In Round 3, Chelsea umpired her 250th AFL game alongside 200 AFL gamer Tim Morrison at the Richmond v Hawthorn game at the MCG on Thursday 18 June 2020. With Covid-19 restrictions it was a different milestone to her previous achievements but many watching on TV and celebrated with her.
Chelsea began her AFL career in Brisbane in 2004 before moving to Melbourne in 2008 to continue her career both with the AFL and as a journalist. Her first AFL match was the Brisbane v West Coast Eagles game in 2004.
Chelsea reflects on how football has changed during her career. It is faster, more congested and more adaptive. The AFL is more holistic as an industry, more socially responsible and engaged and reflective of society’s expectations, and a little more open minded. Technology has certainly changed as well and has evolved in recent years especially for goal umpires.
“A few years after l stepped into the AFL, l remember the formidable Fraser Gehrig getting ‘elbowy’ with an opponent off-play just outside the goal square. I yelled out a couple of times to avoid an escalation – invoking my most authoritative tone to state my presence. The thought running through my mind was ‘OK, l’m duty-bound to do this, but l’m feeling very much like Fraser’s mum right now, pleading that he show some common sense.’ I had about as much faith in my ability to calm Fraser down as my ability to safely wrestle a bone from the mouth of a Doberman. It didn’t escalate though, so maybe Fraser listens to his mum? Chelsea admits she misses characters like that. “These days it’s all about the hair, but back then, G-Train’s mullet was the just icing on a uniquely flavoured cake.”
Chelsea is now the second most experienced AFL goal umpire on the list, just behind Daniel Wilson. Reflecting, Chelsea says umpiring has been part of her life for longer than any other pursuit. “When l think about career paths, significant family events, and general life experiences, it’s incredible to think umpiring has been there through it all. Footy has been a backdrop to so many of life’s moments since l was born, and umpiring in particular has shaped so much, both practically from week-to-week, and philosophically. It’s had a major effect on my perspective, growth and the directions l’ve taken. It’s been a fantastic stage for being curious and learning a lot about myself.”
In November 2017 Chelsea was honoured at the annual stamp presentation, an award that is chosen by the AFL Premiership Players Club which selects 20 premiership players, coaches and officials each year to be inducted onto the Australia Post stamp. Chelsea says it was a humbling experience to be recognised alongside great premiership players of the games. “To be honest, it’s always a little uncomfortable being highlighted as the nature of umpiring is to go under the radar. But l felt honoured to be recognised as the first woman to umpire a grand final (which was the purpose of the stamp).” Chelsea admits she can feel a bit uneasy in the moment, but attention comes with the territory and she’s a willing participant.

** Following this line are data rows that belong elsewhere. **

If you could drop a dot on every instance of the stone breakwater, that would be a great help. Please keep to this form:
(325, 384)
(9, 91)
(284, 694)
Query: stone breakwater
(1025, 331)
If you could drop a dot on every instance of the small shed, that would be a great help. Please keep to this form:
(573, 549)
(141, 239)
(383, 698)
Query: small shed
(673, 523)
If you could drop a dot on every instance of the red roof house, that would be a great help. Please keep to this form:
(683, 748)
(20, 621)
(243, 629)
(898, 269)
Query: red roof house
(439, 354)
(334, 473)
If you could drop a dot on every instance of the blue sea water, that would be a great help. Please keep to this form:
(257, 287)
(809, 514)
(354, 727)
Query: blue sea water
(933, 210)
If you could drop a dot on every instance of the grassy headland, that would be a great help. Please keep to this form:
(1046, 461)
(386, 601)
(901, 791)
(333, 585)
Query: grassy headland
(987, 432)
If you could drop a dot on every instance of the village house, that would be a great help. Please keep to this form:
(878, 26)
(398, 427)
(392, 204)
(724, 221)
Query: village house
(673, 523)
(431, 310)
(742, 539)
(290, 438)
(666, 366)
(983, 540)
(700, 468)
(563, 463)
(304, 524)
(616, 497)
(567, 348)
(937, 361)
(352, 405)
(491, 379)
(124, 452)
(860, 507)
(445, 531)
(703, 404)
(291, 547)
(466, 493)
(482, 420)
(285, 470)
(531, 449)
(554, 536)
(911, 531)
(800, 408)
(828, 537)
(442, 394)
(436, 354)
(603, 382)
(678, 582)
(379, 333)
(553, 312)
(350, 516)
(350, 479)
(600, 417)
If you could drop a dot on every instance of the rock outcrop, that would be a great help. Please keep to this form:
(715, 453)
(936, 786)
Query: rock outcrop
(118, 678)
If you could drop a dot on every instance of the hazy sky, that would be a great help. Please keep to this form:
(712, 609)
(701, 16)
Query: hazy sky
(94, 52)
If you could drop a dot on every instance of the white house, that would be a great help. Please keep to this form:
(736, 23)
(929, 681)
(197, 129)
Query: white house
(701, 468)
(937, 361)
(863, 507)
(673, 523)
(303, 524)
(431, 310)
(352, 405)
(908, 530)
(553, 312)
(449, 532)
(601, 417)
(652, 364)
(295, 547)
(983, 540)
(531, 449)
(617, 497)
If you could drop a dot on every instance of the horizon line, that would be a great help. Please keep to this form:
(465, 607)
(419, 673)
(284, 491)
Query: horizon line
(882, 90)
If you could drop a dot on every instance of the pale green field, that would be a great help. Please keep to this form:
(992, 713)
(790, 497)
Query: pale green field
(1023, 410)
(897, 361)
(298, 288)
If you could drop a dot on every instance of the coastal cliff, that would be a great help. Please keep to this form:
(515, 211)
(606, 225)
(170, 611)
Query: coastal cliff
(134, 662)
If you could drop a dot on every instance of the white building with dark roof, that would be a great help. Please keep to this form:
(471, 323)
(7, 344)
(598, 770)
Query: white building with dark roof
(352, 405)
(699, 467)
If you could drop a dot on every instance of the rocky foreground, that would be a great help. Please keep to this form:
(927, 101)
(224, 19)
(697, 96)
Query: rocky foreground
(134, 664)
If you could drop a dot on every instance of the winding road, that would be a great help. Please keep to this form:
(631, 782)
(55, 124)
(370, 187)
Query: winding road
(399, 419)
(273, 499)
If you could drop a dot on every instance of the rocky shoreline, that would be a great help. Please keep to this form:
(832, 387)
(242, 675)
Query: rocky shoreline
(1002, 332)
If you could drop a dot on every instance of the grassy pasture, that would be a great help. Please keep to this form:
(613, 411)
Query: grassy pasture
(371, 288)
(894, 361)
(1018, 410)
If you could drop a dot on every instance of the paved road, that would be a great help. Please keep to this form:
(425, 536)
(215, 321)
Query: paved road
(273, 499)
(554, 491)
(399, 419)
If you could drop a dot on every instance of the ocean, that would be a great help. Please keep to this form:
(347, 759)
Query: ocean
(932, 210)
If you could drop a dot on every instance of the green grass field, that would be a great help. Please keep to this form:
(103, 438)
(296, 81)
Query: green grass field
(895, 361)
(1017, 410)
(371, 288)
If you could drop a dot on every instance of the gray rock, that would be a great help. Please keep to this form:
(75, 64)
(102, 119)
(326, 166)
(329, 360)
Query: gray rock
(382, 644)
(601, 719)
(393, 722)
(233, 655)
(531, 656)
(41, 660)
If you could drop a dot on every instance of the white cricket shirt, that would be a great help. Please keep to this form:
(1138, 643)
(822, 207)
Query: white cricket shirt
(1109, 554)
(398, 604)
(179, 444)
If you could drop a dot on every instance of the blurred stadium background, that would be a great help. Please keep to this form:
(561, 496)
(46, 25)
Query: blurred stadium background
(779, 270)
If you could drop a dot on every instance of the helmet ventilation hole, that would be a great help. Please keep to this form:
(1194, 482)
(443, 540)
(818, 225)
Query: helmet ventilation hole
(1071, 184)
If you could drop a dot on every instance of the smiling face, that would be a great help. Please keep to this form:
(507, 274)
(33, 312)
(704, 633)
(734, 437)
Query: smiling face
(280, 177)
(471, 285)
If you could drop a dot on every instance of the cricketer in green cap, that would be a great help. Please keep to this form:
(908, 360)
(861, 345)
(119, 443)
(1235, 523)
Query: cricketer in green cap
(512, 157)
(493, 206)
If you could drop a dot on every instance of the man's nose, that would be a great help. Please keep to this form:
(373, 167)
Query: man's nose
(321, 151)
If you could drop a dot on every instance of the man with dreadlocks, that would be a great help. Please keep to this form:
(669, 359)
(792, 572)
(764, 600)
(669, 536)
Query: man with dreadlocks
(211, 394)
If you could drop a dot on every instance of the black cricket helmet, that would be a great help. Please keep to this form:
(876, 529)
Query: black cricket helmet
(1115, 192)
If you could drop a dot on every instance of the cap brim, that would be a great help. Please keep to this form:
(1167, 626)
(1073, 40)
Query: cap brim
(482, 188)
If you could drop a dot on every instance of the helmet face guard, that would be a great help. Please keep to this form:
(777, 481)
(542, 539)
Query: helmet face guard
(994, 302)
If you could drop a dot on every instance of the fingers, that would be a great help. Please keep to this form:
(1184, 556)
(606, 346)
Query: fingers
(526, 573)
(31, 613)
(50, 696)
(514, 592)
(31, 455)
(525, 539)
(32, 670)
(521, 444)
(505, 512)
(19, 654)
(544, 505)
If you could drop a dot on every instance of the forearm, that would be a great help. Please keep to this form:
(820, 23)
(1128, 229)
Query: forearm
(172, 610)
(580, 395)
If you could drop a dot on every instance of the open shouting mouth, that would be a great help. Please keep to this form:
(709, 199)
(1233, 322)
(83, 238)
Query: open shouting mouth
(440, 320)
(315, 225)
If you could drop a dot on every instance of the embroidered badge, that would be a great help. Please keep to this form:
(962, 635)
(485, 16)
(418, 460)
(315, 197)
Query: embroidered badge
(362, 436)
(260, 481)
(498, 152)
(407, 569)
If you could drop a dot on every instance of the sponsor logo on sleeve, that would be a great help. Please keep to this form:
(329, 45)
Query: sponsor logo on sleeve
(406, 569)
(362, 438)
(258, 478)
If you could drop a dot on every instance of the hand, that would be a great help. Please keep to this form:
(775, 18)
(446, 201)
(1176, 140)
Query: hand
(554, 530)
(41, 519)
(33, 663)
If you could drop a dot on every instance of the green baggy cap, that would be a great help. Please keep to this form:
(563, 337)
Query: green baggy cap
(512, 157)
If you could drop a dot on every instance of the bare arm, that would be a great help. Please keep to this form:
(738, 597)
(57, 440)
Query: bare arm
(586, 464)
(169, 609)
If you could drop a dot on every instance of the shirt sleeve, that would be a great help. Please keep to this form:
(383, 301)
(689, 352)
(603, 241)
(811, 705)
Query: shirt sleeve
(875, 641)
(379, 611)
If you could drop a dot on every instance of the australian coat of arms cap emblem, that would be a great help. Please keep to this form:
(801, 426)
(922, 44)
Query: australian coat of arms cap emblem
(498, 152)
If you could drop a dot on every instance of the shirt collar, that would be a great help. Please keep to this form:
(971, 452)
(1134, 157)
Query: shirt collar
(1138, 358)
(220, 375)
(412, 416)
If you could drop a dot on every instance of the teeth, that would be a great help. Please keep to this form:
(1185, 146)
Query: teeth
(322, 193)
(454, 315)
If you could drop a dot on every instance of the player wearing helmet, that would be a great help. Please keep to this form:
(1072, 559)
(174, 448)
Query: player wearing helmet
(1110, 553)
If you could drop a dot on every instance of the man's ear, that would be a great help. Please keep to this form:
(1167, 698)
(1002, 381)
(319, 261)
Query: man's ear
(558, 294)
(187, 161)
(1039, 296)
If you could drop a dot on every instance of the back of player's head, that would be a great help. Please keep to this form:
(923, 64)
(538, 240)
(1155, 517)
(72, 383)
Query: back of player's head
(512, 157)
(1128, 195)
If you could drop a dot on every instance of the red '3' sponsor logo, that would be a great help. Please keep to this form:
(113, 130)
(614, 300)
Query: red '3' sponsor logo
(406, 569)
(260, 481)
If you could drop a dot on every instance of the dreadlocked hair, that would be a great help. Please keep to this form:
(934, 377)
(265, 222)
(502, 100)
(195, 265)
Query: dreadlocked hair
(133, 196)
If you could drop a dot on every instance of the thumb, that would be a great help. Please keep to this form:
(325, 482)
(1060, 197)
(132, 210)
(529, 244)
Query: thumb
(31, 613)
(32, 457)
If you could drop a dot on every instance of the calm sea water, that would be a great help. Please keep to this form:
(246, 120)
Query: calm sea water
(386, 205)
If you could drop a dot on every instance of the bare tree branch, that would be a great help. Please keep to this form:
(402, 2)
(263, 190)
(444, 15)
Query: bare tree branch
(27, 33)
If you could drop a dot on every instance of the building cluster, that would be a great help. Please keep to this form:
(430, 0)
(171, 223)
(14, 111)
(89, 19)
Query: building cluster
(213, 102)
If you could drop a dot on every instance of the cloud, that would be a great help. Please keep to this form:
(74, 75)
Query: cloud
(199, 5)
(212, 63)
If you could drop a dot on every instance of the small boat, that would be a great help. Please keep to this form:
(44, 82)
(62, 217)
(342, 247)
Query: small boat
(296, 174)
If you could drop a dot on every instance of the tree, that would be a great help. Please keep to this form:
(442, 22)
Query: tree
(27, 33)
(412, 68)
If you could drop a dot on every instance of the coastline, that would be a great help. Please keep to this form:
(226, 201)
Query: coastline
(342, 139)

Chelsea has umpired 16 finals including the 2012 Grand Final, 3 Anzac Day games including two Collingwood v Essendon games at the MCG and 3 drawn matches. She was made a life member of the AFLUA in 2013.
Her career highlight was umpiring the 2012 Grand Final. She recalls waiting in the race alongside Luke Walker before the game thinking “This is it!” followed by a wave of calm. The lead up to the game was nuts…..that quiet little moment felt pure and real.
In preparing for matches Chelsea reviews key coaching points a few times during the week, to reinforce concepts. She packs her bag the day before, writes down when she has to leave home and then relaxes. Before a game, Chelsea revisits her personal values around inputs and process – things she can control.
Covid-19 has certainly provided lots of changes including a pleasantness to doing your job without being yelled at by disgruntled cheers squad members. The lack of external noise has its appeal, making communication amongst her colleagues easier on match days. But Chelsea admits that the energy is completely different without the lift from the crowd, and it shows through the play.
Congratulations Chelsea on another fantastic milestone. Enjoy your time in the Queensland Hub!